L'anecdote se déroule à la deuxième ronde du dernier Tournoi des Maîtres. Elin Nordegren regarde son mari Tiger Woods rater l'oiselet au troisième trou. Elle est à l'intérieur des cordes, au milieu de la foule, 30 verges à droite du vert.

La Suédoise est imparable avec ses grandes lunettes de soleil posées sur sa chevelure dorée. Elle marche lentement avec Hank Haney, l'entraîneur de son mari, lui aussi placardé de logos Nike. Les fans aussi les reconnaissent. Mais personne n'osera les déranger. Au contraire, les gens semblent presque baisser le regard pour ne pas les gêner.

L'histoire illustre pourquoi c'est à Augusta que Tiger a décidé de revenir au jeu. Bien sûr, il y a l'importance du tournoi, mais il y a aussi son environnement hyper contrôlé.
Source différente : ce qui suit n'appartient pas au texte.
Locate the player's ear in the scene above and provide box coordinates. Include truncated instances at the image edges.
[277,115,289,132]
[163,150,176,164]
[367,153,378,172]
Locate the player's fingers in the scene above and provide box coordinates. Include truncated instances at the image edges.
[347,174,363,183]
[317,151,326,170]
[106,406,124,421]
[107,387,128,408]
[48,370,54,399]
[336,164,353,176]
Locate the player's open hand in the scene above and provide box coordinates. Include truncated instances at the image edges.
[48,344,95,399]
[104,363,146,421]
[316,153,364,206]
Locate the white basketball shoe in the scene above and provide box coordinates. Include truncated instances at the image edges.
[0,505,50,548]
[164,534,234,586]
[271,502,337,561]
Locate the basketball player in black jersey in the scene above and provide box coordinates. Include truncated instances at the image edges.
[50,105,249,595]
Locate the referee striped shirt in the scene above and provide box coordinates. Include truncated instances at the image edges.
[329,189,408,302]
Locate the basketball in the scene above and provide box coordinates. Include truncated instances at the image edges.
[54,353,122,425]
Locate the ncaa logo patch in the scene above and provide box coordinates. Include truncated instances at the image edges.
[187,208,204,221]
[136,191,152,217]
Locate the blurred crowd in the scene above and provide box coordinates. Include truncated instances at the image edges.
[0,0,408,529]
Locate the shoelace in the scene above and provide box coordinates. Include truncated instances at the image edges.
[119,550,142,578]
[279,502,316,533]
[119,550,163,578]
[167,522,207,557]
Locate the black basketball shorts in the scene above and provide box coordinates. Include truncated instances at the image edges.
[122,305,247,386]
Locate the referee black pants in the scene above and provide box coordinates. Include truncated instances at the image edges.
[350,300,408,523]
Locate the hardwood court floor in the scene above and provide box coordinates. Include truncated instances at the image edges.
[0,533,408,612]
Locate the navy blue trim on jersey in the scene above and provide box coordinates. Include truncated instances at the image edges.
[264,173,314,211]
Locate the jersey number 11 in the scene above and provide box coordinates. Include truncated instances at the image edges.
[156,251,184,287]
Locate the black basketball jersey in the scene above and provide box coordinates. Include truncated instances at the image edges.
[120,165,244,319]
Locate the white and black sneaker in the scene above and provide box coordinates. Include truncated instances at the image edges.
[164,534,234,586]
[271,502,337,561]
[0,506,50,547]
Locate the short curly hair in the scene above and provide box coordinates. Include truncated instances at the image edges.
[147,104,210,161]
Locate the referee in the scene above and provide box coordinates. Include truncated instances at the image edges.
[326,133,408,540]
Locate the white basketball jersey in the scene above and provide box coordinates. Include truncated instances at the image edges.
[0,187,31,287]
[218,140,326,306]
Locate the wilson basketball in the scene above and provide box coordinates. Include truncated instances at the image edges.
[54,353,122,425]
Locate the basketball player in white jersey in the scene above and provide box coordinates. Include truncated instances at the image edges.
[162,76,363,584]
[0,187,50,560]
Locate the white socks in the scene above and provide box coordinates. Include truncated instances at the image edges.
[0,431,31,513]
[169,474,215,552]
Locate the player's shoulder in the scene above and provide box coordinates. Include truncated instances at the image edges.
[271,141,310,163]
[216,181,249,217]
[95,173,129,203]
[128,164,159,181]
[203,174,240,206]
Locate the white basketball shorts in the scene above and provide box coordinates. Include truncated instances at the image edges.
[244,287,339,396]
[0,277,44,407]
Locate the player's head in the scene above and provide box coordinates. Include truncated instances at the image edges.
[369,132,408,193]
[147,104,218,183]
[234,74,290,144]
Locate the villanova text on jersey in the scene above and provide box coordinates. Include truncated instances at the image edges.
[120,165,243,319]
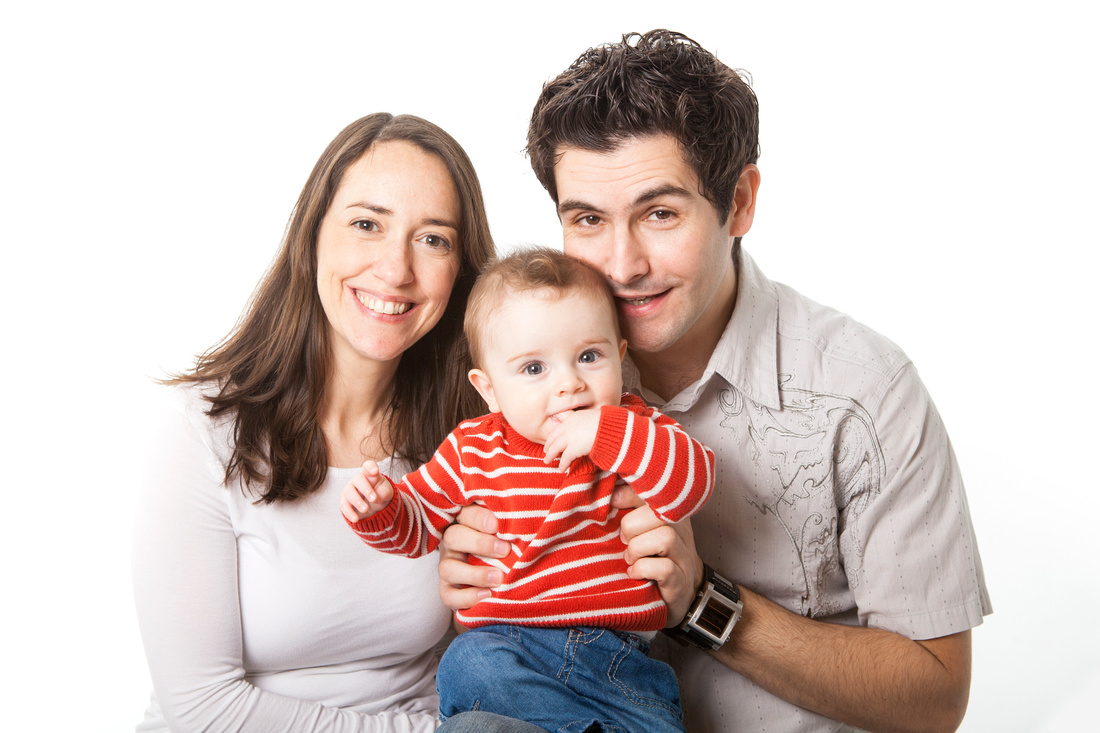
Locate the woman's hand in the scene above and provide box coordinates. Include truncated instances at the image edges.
[439,505,512,611]
[612,484,703,626]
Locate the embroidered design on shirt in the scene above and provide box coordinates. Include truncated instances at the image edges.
[718,374,886,617]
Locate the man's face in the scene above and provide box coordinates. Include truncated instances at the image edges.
[554,135,751,363]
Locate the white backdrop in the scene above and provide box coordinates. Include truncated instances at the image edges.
[0,0,1100,732]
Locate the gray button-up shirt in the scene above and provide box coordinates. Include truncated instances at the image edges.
[624,253,991,733]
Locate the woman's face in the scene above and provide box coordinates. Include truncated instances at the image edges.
[317,141,461,368]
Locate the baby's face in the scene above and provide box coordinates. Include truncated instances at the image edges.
[471,289,626,444]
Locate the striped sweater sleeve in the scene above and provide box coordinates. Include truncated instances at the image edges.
[589,394,714,522]
[345,429,470,557]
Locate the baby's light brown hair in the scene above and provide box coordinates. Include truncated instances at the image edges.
[463,247,620,368]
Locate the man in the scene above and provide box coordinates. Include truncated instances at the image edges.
[440,31,991,731]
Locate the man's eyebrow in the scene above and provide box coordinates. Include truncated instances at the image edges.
[558,184,692,217]
[634,184,691,206]
[558,198,603,217]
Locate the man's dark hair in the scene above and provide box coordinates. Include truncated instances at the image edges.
[527,29,760,226]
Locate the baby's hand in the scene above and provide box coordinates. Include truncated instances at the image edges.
[340,461,394,523]
[542,409,600,471]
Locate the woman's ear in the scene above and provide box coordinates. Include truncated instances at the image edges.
[466,369,501,413]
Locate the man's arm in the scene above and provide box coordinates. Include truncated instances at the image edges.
[721,586,970,731]
[613,491,970,731]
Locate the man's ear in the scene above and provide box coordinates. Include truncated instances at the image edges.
[726,163,760,237]
[466,369,501,413]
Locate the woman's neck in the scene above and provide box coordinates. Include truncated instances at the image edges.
[320,349,399,468]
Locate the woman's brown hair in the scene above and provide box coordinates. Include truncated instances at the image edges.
[167,112,493,504]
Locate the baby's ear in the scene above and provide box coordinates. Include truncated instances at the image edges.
[466,369,501,413]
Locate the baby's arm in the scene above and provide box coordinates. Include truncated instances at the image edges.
[340,460,394,524]
[589,395,714,522]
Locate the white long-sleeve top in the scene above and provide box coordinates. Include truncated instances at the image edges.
[133,387,450,733]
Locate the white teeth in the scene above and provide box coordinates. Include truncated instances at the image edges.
[355,293,413,316]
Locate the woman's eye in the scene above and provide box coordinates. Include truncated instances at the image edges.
[420,234,451,250]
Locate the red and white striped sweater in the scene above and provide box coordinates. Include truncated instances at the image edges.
[349,394,714,631]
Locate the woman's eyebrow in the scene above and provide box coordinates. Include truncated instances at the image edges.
[345,201,459,231]
[344,201,394,216]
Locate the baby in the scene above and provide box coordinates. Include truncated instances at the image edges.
[341,249,714,731]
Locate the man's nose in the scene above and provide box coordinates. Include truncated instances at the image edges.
[604,226,649,285]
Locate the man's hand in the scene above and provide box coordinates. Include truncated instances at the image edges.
[612,484,703,626]
[340,460,394,524]
[439,506,512,611]
[543,409,600,471]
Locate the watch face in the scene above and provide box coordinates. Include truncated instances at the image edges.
[686,582,744,649]
[695,599,734,642]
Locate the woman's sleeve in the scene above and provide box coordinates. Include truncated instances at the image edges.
[133,394,436,733]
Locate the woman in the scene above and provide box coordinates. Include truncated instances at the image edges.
[134,113,493,732]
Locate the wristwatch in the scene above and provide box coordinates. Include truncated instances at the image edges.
[664,562,744,649]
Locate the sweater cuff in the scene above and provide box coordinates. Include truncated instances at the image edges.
[344,481,400,534]
[589,405,630,471]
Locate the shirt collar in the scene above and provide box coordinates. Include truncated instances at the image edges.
[623,250,781,412]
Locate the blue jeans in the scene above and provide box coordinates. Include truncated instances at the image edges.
[436,624,684,733]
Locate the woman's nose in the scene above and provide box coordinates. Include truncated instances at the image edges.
[375,236,414,287]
Si des partisans brandissent des pancartes ou dérangent Tiger, des gardiens de sécurité les expulseront sûrement. Mais la sécurité ne sera peut-être même pas nécessaire. L'autocensure suffira. Personne ne veut perdre son billet, pour lequel la liste d'attente est fermée depuis les années 70.

Et surtout, le public d'Augusta est le plus respectueux, grâce à un mélange de déférence et de bienséance orgueilleuse. On n'y entend personne crier «You-da-man!» ou «In-da-hole!». Enfin, si. De mémoire, une seule fois, en 2008. Immédiatement après, deux hommes se sont alors retournés contre l'offenseur. «S'il vous plaît, pas au Masters», lui a-t-on imploré.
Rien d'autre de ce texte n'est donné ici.